将A549细胞以1×108/L接种于96孔培养板, 培养24 h后,加入含不同浓度ALDOA(0、5、25、50 μg/L)的无血清培养液作用24 h。然后每孔加入10 μL MTT(5 g/L),继续培养4 h。终止反应后弃上清液,每孔加入100 μL DMSO, 振荡10 min, 至蓝色结晶完全溶解,于全自动酶标仪570 nm处测定吸光度(A)。每组设3个复孔,实验重复3次。

8细胞划痕实验

l×108/L A549细胞接种于24孔培养板,完全融合后,无血清培养液继续培养24 h。用10 μL加样枪枪头尖端在细胞板上划痕,PBS漂洗2次,每孔加入400 μL含不同浓度ALDOA(5、25、50 μg/L)的无血清培养液,分别于0 h、24 h在倒置相差显微镜下观察、拍照,每条划痕随机取3处用NIH Image图像分析软件(ImageJ)测量划痕宽度,取平均值计算其迁移距离,迁移距离(μm)=0 h的划痕宽度-24 h的划痕宽度。

9Transwell小室迁移实验

采用Transwell小室法,将生长良好的A549细胞重悬于无血清培养液,取l×108/L细胞悬液200 μL接种于Transwell上室,下室加入500 μL含ALDOA(0、5、25、50 μg/L)的无血清培养液,培养24 h。取

出Transwell小室,弃培养液,甲醇固定20 min,将小室适当风干,0.1%结晶紫染色20 min;自来水洗3遍,棉签擦尽上室面细胞,光学显微镜下随机选取3个视野,计数小室下室面的细胞数,每组设3个复孔,取平均值。

10细胞侵袭实验

实验方法与9类似,但侵袭小室上室面滤膜用5 g/L Matrigel 100 μL覆盖,风干后用于实验。

11统计学处理

数据以均值±标准差(mean±SD)表示,采用SPSS 13.0进行统计学分析,两组间均数比较采用独立样本t检验,双变量相关分析采用Pearson相关性分析。以P<0.05为差异有统计学意义。

结 果

1两组患者胸水中ALDOA、CEA和LDH水平

肺癌MPE组和TBPE组胸水中ALDOA浓度分别为(46.8±21.4)μg/L和(23.9±17.2)μg/L,MPE组明显高于TBPE组(P<0.01)。CEA浓度分别为(82.2±56.6)μg/L和(12.6±9.7)μg/L;LDH浓度分别为(755.8±382.5)U/L和(388.4±163.9)U/L;MPE组均明显高于TBPE组(P<0.01),见图1。

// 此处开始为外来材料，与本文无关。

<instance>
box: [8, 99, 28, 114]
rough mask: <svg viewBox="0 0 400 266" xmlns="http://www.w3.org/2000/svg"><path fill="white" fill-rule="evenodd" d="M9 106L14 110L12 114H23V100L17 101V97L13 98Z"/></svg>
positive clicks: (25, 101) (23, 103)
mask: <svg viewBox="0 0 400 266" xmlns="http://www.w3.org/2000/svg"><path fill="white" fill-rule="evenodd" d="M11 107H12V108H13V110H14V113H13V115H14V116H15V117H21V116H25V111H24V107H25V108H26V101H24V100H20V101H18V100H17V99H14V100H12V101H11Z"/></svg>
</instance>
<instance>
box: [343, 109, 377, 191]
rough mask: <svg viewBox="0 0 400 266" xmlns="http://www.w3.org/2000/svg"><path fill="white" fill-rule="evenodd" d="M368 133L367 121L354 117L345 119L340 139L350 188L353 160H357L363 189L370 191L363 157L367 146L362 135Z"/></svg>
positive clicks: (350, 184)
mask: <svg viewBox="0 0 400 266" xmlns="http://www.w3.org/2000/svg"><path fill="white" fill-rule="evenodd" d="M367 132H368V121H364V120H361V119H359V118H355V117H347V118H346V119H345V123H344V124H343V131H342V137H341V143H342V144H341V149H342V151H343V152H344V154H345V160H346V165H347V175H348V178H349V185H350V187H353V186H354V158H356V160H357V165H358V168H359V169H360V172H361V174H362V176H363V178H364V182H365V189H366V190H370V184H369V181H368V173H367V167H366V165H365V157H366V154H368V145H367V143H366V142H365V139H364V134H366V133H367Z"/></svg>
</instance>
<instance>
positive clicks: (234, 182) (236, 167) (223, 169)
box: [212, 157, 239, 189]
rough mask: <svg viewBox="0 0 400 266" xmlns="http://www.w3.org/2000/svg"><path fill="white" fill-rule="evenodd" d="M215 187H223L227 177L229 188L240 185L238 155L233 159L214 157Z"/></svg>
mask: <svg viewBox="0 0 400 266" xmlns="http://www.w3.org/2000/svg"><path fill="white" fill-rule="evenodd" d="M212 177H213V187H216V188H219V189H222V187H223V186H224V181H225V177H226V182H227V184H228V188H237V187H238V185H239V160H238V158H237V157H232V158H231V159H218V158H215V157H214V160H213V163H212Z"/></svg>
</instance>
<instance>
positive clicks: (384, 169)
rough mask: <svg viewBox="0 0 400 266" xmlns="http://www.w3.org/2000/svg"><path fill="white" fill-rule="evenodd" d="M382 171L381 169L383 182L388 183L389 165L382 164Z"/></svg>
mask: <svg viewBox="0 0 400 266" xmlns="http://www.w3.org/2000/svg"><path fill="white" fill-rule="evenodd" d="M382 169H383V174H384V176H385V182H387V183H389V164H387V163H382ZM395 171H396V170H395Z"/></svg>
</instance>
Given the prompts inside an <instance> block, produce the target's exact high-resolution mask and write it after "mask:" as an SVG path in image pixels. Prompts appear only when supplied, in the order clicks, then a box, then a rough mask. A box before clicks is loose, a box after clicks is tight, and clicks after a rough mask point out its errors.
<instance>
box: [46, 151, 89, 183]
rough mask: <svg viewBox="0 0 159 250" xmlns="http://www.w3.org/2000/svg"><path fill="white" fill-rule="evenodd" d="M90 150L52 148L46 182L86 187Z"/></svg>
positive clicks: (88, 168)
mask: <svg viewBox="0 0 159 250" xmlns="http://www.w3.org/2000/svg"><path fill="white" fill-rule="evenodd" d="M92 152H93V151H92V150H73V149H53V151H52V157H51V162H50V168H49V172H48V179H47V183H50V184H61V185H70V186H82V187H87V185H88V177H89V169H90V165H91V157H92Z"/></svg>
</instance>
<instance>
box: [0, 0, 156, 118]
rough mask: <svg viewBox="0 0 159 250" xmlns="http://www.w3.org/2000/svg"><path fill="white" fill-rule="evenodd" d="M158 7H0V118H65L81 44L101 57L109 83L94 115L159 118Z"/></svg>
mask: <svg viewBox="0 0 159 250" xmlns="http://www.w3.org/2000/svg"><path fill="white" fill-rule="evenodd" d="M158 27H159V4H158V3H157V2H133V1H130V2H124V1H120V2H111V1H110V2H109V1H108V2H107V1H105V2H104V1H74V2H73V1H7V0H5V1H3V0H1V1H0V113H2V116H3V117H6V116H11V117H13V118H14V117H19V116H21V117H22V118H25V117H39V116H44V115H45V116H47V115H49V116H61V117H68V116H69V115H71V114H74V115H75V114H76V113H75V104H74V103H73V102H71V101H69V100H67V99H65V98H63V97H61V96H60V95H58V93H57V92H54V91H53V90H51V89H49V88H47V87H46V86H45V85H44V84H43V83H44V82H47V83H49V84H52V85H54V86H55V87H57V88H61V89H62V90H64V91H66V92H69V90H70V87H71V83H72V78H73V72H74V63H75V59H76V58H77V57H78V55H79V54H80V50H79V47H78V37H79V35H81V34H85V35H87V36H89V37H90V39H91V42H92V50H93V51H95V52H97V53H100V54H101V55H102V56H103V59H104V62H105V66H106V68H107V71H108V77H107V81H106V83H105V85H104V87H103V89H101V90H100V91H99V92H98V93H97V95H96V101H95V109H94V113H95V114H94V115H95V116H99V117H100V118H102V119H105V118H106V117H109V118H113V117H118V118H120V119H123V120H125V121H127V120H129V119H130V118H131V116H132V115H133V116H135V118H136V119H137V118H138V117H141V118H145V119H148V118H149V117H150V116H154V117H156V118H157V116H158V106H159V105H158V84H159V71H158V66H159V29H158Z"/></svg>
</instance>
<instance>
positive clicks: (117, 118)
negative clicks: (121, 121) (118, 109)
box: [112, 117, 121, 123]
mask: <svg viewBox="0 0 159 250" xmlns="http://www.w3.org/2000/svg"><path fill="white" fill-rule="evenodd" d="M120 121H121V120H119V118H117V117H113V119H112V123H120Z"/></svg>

Figure 1. Comparison of ALDOA (A),CEA (B) and LDH (C) levels in malignant pleural effusion (MPE) and tuberculous pleural effusion (TBPE).Mean±SD.n=3.**P<0.01vsTBPE.

图1两组患者胸水中ALDOA、CEA和LDH水平的比较

2肺腺癌和鳞癌MPE中ALDOA水平

肺腺癌和鳞癌患者MPE中ALDOA浓度分别为:(71.7±32.1)μg/L和(21.3±14.6)μg/L,腺癌组明显高于鳞癌组(P<0.05),见图2。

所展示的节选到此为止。